Table structure complexity matters too. A simple grid with clear borders and consistent row heights converts more reliably than a complex table with merged cells, spanning headers, nested sub-tables, or rows of varying height. Simpler structure means fewer decisions the conversion software has to make, and fewer opportunities for those decisions to be wrong.
How to Do It
WukongPDF's PDF to Excel tool handles scanned PDFs directly — the OCR step runs automatically as part of the conversion. Upload the scanned PDF, select Excel as the output format, and download. For clean scans of well-structured tables, the output is often usable with minimal cleanup. Open the Excel file, review the data, correct any OCR errors (mis-read characters, merged or split cells), and the spreadsheet is ready to use.
Adobe Acrobat Pro has particularly strong scanned PDF to Excel conversion, with better table detection than most free tools. If you have access to it and the document is complex, it's worth using for the initial conversion even if you do cleanup elsewhere.

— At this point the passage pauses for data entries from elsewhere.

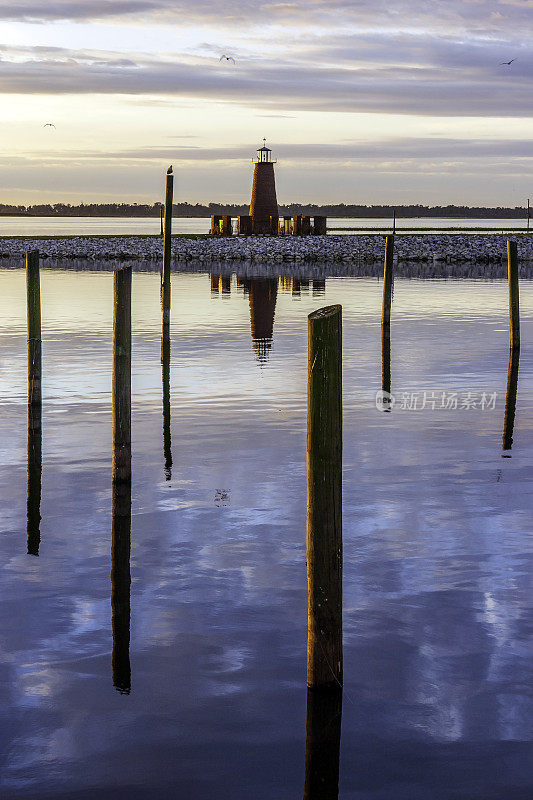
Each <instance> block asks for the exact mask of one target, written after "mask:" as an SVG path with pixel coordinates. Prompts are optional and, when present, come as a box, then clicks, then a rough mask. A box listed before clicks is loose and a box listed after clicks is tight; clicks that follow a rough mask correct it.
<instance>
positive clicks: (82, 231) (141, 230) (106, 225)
mask: <svg viewBox="0 0 533 800" xmlns="http://www.w3.org/2000/svg"><path fill="white" fill-rule="evenodd" d="M210 224H211V221H210V219H209V218H208V217H191V218H181V219H180V218H179V217H178V218H175V219H174V220H173V226H172V230H173V232H174V233H209V227H210ZM391 224H392V223H391V219H390V218H387V219H385V218H383V219H354V218H348V217H347V218H333V217H331V218H329V220H328V228H329V229H331V230H333V229H335V228H353V229H356V230H361V231H363V230H369V229H377V230H384V231H388V230H389V229H390V227H391ZM396 227H397V229H398V230H401V229H402V228H409V229H414V230H419V231H424V230H430V229H435V228H437V229H446V230H452V231H453V229H457V228H483V229H487V230H494V231H501V230H509V229H513V230H514V229H516V230H525V228H526V220H525V219H524V220H521V219H457V218H455V217H450V218H446V217H435V218H416V219H398V220H397V221H396ZM159 230H160V222H159V219H147V218H146V217H138V218H136V217H127V218H124V219H122V218H117V217H70V218H69V217H62V218H60V219H54V218H53V217H32V218H28V217H0V236H86V235H92V236H98V235H101V236H104V235H132V234H149V233H151V234H158V233H159ZM341 232H342V231H341ZM345 232H347V231H345Z"/></svg>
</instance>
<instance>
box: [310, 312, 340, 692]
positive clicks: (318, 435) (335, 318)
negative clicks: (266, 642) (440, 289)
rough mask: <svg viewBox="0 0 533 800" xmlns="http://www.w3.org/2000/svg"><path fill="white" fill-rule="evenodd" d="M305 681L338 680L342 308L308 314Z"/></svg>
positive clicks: (322, 685) (339, 544)
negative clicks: (306, 585) (305, 653)
mask: <svg viewBox="0 0 533 800" xmlns="http://www.w3.org/2000/svg"><path fill="white" fill-rule="evenodd" d="M308 342H309V345H308V355H309V364H308V394H307V583H308V639H307V684H308V686H310V687H313V688H317V687H324V686H329V685H331V684H334V685H337V686H341V685H342V308H341V306H339V305H336V306H327V307H325V308H321V309H319V310H318V311H314V312H313V313H312V314H310V315H309V317H308Z"/></svg>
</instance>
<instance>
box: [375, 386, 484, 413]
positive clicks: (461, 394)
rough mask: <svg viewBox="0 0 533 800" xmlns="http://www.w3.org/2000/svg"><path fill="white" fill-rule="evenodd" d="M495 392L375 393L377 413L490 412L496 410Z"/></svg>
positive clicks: (376, 392)
mask: <svg viewBox="0 0 533 800" xmlns="http://www.w3.org/2000/svg"><path fill="white" fill-rule="evenodd" d="M497 399H498V393H497V392H473V391H457V392H452V391H426V390H420V391H417V392H396V393H395V394H391V393H390V392H383V391H381V390H380V391H378V392H376V408H377V409H378V411H392V409H393V408H396V410H397V411H425V410H430V411H437V410H438V411H490V410H491V409H494V408H496V401H497Z"/></svg>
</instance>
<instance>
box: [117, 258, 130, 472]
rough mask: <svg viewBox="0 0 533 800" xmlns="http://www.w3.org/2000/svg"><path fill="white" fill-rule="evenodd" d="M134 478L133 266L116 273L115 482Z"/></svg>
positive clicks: (121, 267) (119, 269) (121, 268)
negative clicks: (132, 287) (132, 304)
mask: <svg viewBox="0 0 533 800" xmlns="http://www.w3.org/2000/svg"><path fill="white" fill-rule="evenodd" d="M126 481H131V267H121V268H120V269H117V270H115V274H114V300H113V483H121V482H126Z"/></svg>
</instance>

What to Check After Conversion
Never trust a scanned PDF conversion without review, especially for numerical data. OCR commonly confuses certain character pairs: 0 and O, 1 and l, 5 and S, 8 and B. A financial table where some zeros were read as the letter O will have broken formulas and incorrect totals. Spot-check key figures against the original scan before using the data for anything important.
Check column alignment: conversion sometimes places data in the wrong column when the original table had irregular spacing or merged cells. Compare the structure of the Excel output to the original scan page by page, not just spot-checking individual values.
When Manual Entry Is Faster
For very short tables (under 20 rows), or tables with complex structure that converts poorly, manual data entry is sometimes faster than conversion plus cleanup. A 10-row table with 5 columns takes about three minutes to type; if the conversion produces a result requiring significant correction, you've spent more time than a direct entry would have.
The conversion approach pays off most clearly for long tables — dozens or hundreds of rows where manual entry would take hours. For these, even imperfect conversion with cleanup is almost always faster than starting from scratch.